The Redefined Role of Finance in Australian Agriculture
Dr. Nicolette Larder (U New England), Dr. Sarah Ruth Sippel (Leipzig U), and Prof. Neil Argent (U New England)
|Publication Date||October 2017|
|Publisher||Australian Geographer (Geographical Society of New South Wales, UK)|
In their highly influential teaching and research text Global Restructuring: The Australian Experience Fagan and Webber set out a substantivist, institutionalist and multi-scalar account of the Australian space economy’s relatively rapid and radical globalisation after 1980. This paper extends Fagan and Webber’s global restructuring thesis to Australian farming and agriculture, connecting historical and more recent scholarship on agriculture–finance relations. We highlight two areas where finance has fundamentally reshaped the agricultural sector. First, we argue that financial restructuring has shifted the relationship between farmers and lenders. Second, we suggest that under the logics of finance, Australian land and water are emerging as ‘alternative’ financial asset classes. The paper demonstrates that Australian agriculture has become subject to a comprehensive process of finance-driven economic restructuring over recent decades. Regulatory changes since the 1980s have resulted in an agricultural sector where finance’s growing role is normalised as a part of the sector’s operation.

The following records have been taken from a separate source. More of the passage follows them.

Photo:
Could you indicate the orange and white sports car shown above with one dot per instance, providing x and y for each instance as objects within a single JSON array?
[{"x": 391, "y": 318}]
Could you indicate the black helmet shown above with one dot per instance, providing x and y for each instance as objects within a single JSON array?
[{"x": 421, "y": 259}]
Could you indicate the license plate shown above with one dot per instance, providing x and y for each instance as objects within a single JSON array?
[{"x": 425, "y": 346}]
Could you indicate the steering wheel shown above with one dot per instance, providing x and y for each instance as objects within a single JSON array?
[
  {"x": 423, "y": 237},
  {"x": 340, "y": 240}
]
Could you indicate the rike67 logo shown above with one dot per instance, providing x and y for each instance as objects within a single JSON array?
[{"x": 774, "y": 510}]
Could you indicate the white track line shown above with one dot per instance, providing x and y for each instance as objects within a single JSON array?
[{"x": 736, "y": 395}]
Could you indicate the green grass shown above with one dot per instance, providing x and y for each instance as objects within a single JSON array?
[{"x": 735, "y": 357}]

Importantly, we stress the paramount role governments have played in redefining agri-finance relationships in Australia by promoting and providing the regulatory framework for processes of marketisation and assetisation, thereby making agriculture attractive to subsequent financial investments. Finance does not operate on its own but relies on the state’s crucial role in incentivising and setting the conditions for finance capital.

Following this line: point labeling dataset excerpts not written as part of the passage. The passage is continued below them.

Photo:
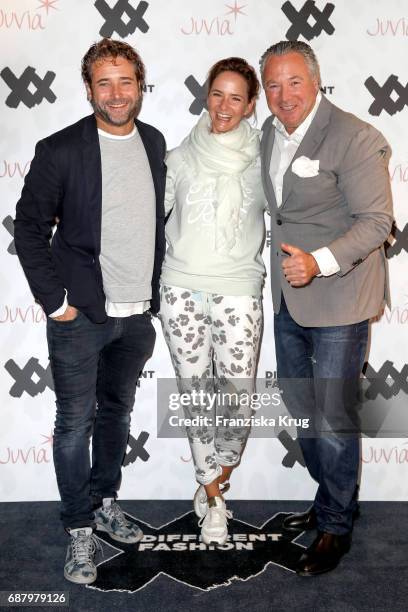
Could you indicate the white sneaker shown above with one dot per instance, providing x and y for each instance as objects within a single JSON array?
[
  {"x": 80, "y": 560},
  {"x": 200, "y": 501},
  {"x": 214, "y": 523}
]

Keywords: Agriculture, farming, financialisation, assetisation, Australia
Dr. Nicolette Larder (School of Behavioural, Cognitive and Social Sciences, U New England, Australia)
Nicolette Larder’s research agenda revolves around the social dynamics of the global agri-food system and the myriad ways people engage with and make sense of the act of food production. Within this broad scope work to date has engaged food producers from varying backgrounds across urban and rural settings and always with the intention of unraveling how food production fits within and contributes to broader social and environmental crises such as land and water scarcity, food insecurity and social inequality. She draws from a wide range of theoretical influences to explore diverse productive environments and producers including political economy, community economies, social movement studies, gender studies and most recently financialisation.

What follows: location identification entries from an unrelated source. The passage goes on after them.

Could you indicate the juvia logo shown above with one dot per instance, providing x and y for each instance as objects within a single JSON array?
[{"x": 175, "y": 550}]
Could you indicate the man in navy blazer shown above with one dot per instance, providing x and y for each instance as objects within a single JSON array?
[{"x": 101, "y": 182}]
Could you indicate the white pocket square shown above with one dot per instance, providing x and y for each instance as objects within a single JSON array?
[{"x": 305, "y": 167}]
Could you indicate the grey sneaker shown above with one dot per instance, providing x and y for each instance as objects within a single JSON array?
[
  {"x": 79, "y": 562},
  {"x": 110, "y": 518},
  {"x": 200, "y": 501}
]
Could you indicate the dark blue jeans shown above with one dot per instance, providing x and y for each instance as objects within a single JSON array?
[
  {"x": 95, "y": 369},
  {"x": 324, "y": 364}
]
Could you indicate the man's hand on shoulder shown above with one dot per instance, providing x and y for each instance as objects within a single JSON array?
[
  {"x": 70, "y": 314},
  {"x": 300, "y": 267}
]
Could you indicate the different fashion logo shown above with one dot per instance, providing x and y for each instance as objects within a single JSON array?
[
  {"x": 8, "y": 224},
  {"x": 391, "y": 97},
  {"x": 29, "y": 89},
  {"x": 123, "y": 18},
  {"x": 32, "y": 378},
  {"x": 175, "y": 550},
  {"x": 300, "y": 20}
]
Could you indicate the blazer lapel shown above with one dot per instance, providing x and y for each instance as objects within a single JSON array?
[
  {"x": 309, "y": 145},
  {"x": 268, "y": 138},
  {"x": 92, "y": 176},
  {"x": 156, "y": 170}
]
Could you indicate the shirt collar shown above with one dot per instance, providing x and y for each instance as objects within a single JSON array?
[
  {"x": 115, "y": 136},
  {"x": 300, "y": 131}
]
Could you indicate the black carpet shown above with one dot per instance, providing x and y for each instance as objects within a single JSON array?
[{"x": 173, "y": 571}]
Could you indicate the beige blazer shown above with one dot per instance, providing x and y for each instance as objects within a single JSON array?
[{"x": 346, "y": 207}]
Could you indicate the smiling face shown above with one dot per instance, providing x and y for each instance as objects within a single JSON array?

Dr. Sarah Ruth Sippel (Institute of Anthropology & SFB 1199, Leipzig U, Germany)
Sarah Ruth Sippel studied Middle Eastern studies and philosophy (Leipzig, Germany and Aix-en-Provence, France) and received her PhD in geography (Leipzig). In her PhD dissertation she combined a global agri-food systems perspective with various approaches to human and livelihood security in order to investigate processes of social differentiation in Moroccan export agriculture. Her current research project addresses the diverse imaginations of land through the lens of Australia’s increasing agricultural ties to the Gulf States and China.
Prof. Neil Argent (School of Behavioural, Cognitive and Social Sciences, U New England, Australia)
Neil Argent’s research interests center on understanding the factors and processes that make robust and sustainable rural communities. He is particularly keen on investigating the role of migration – especially city to rural migration and youth out-migration from rural areas – in changing the social and demographic make-up of rural communities. He also has a strong interest in social theory, especially as it relates to our understandings of space and place, and the key roles each plays within our lives.